In this present study bacterial response from acute exposure to the two nitramines monoethanolnitramine (MEA-NO2) and dimethylnitramine (DMA-NO2) have been assessed. This has been done by looking for effects in the rate of aerobic respiration by measuring the oxygen consumption using O2 Sensor Dish®Reader system (Presens), and in community-level metabolic profiling including 31-different ecological relevant carbon substrates using the Ecoplates™ (BIOLOG). Samples of both natural bacterial community (lake-water) and pure bacterial culture have been included in this study. The nitramines have been quantified using LC-MS.

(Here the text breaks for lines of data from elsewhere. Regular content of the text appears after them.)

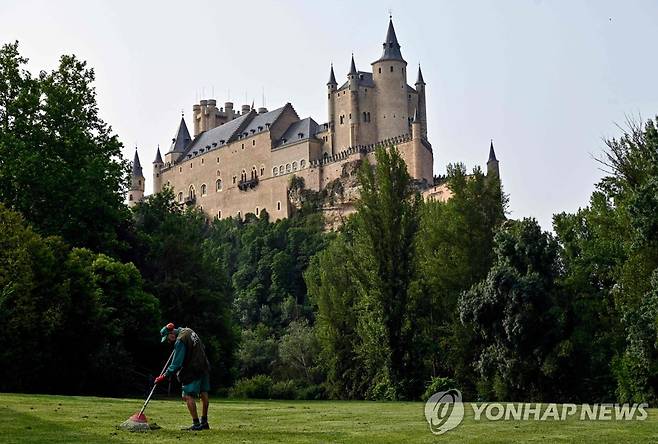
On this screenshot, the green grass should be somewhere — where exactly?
[0,394,658,444]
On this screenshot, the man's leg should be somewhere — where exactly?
[184,395,199,424]
[200,392,208,419]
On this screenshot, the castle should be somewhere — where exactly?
[129,20,498,221]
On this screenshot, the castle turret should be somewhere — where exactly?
[153,145,164,193]
[327,63,338,154]
[414,63,427,139]
[487,139,500,178]
[165,114,191,165]
[128,147,145,207]
[347,54,359,146]
[372,20,410,140]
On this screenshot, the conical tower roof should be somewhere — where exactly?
[169,117,192,153]
[153,145,164,163]
[327,63,338,85]
[132,147,144,177]
[416,63,425,85]
[377,18,406,63]
[487,139,498,162]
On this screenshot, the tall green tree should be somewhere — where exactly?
[0,43,128,254]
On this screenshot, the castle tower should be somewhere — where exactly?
[153,145,164,193]
[327,63,338,154]
[128,147,145,207]
[347,54,359,146]
[165,116,191,165]
[372,19,410,140]
[487,139,500,178]
[414,64,427,139]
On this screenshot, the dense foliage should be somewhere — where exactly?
[0,44,658,404]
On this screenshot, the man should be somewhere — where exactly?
[155,322,210,430]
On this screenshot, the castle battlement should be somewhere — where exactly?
[131,21,434,219]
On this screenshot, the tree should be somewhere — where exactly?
[0,43,129,254]
[459,219,570,400]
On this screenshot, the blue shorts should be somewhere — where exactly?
[183,373,210,396]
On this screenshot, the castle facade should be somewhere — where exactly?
[129,20,497,220]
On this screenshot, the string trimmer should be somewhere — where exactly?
[119,351,174,432]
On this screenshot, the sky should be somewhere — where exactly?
[0,0,658,229]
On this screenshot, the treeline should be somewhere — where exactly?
[0,44,658,404]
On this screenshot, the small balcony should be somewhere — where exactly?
[238,177,258,191]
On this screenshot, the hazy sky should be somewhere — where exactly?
[0,0,658,229]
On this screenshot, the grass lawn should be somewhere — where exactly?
[0,394,658,444]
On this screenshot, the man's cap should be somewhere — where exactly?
[160,322,174,342]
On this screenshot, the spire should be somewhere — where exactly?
[132,147,144,177]
[153,144,163,164]
[169,116,192,153]
[487,139,498,163]
[348,53,357,75]
[327,63,338,85]
[377,18,404,62]
[416,63,425,85]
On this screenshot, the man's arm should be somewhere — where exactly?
[164,341,185,377]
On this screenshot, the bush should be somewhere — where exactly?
[422,376,457,401]
[230,375,274,399]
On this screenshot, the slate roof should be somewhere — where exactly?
[338,71,375,90]
[374,19,404,63]
[169,117,192,153]
[133,148,144,177]
[241,104,287,136]
[276,117,319,148]
[179,110,251,155]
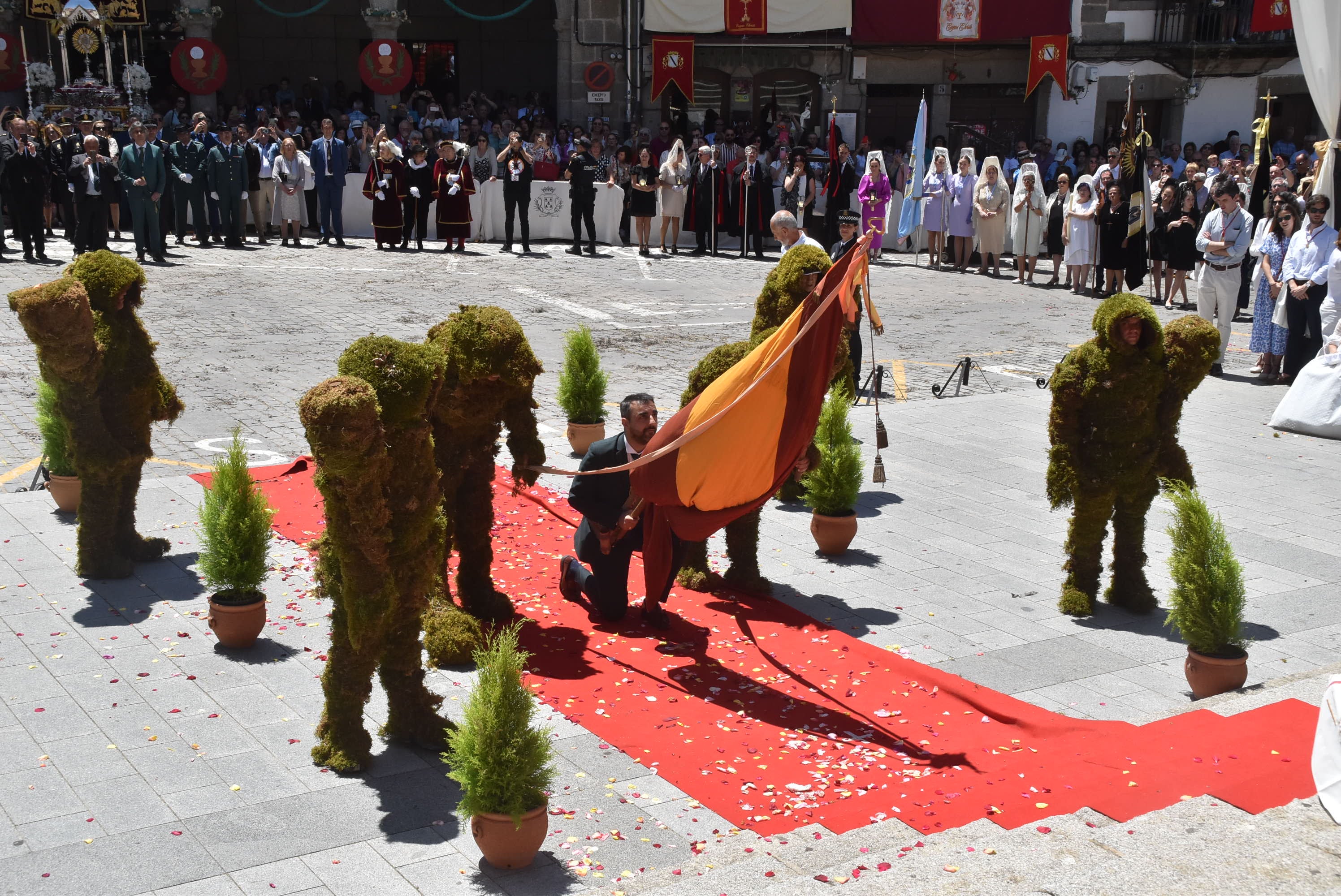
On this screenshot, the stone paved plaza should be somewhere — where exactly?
[0,240,1341,896]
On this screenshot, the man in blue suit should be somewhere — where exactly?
[121,122,168,264]
[311,118,349,246]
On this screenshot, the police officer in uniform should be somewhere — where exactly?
[563,137,597,255]
[166,122,209,248]
[497,130,535,255]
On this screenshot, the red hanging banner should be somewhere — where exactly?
[168,38,228,97]
[0,31,28,90]
[358,39,415,95]
[652,38,693,103]
[723,0,768,35]
[1025,35,1070,99]
[1249,0,1294,31]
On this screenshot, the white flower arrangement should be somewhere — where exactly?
[123,63,151,91]
[28,62,56,87]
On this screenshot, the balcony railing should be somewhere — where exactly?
[1155,0,1294,44]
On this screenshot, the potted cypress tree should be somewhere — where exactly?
[35,379,79,514]
[442,620,555,868]
[803,385,861,556]
[199,426,273,648]
[558,325,610,455]
[1164,480,1249,700]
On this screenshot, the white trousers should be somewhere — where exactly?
[1318,295,1341,339]
[1196,263,1243,363]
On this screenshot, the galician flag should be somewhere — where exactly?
[899,97,926,240]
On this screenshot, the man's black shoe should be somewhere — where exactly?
[642,598,670,632]
[559,557,582,603]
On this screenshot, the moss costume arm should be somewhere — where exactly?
[153,374,186,422]
[1047,346,1089,510]
[1164,314,1220,404]
[503,389,545,486]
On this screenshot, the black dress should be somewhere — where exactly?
[1155,212,1198,271]
[1098,202,1126,271]
[629,165,657,217]
[1047,193,1072,255]
[1151,207,1179,262]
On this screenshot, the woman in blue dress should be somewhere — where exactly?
[949,146,978,274]
[922,146,951,271]
[1249,200,1299,381]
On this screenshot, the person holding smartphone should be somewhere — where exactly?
[497,130,535,255]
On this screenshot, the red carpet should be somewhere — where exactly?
[197,461,1317,834]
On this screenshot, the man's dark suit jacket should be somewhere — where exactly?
[67,153,121,201]
[569,432,642,560]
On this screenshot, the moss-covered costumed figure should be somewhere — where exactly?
[425,305,545,628]
[9,250,184,578]
[1047,293,1219,616]
[299,336,469,771]
[677,246,853,593]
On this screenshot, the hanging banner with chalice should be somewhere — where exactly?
[102,0,149,26]
[23,0,61,22]
[169,38,228,97]
[358,40,415,95]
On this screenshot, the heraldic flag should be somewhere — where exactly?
[629,240,878,601]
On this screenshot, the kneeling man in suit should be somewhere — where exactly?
[559,392,679,629]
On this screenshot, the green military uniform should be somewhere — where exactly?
[168,139,209,246]
[205,142,247,246]
[121,142,168,262]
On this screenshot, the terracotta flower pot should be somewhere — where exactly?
[565,420,605,456]
[1183,648,1249,700]
[471,802,550,868]
[810,511,857,557]
[207,591,265,646]
[47,474,81,514]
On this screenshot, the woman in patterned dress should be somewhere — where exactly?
[1249,196,1299,379]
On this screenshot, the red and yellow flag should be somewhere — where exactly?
[1025,35,1070,99]
[629,243,874,599]
[652,38,693,103]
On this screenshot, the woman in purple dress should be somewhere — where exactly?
[949,146,978,274]
[922,146,949,271]
[857,150,892,260]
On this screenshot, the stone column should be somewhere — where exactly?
[173,0,224,118]
[363,0,411,122]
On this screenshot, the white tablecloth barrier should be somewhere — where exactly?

Results suggest MEA-NO2 to inhibit rate of O2 consumption in natural lake-water bacterial community at concentrations > 4 mg L-1. No such effect was found for pure culture of Bacillus subtilis, neither from exposure to MEA-NO2 nor to DMA-NO2. Moreover, the two nitramines are found to induce slight shifts in the metabolic profile of natural lake-water bacterial communities. Challenges associated with working with highly dynamic natural bacterial communities lead to the recommendation of additional testing to be performed in order to obtain a conclusive picture of bacterial response to the nitramines. The levels of nitramines found in this study to affect bacteria are 1000 fold higher than what is currently estimated to be expected from the emissions of a PCC plant (worst-case scenario). Final environmental concentrations, following years of operation is however dependent on the effect of biogeochemical processes (e.g. soil sorption and biodegradation) taking place at any given site.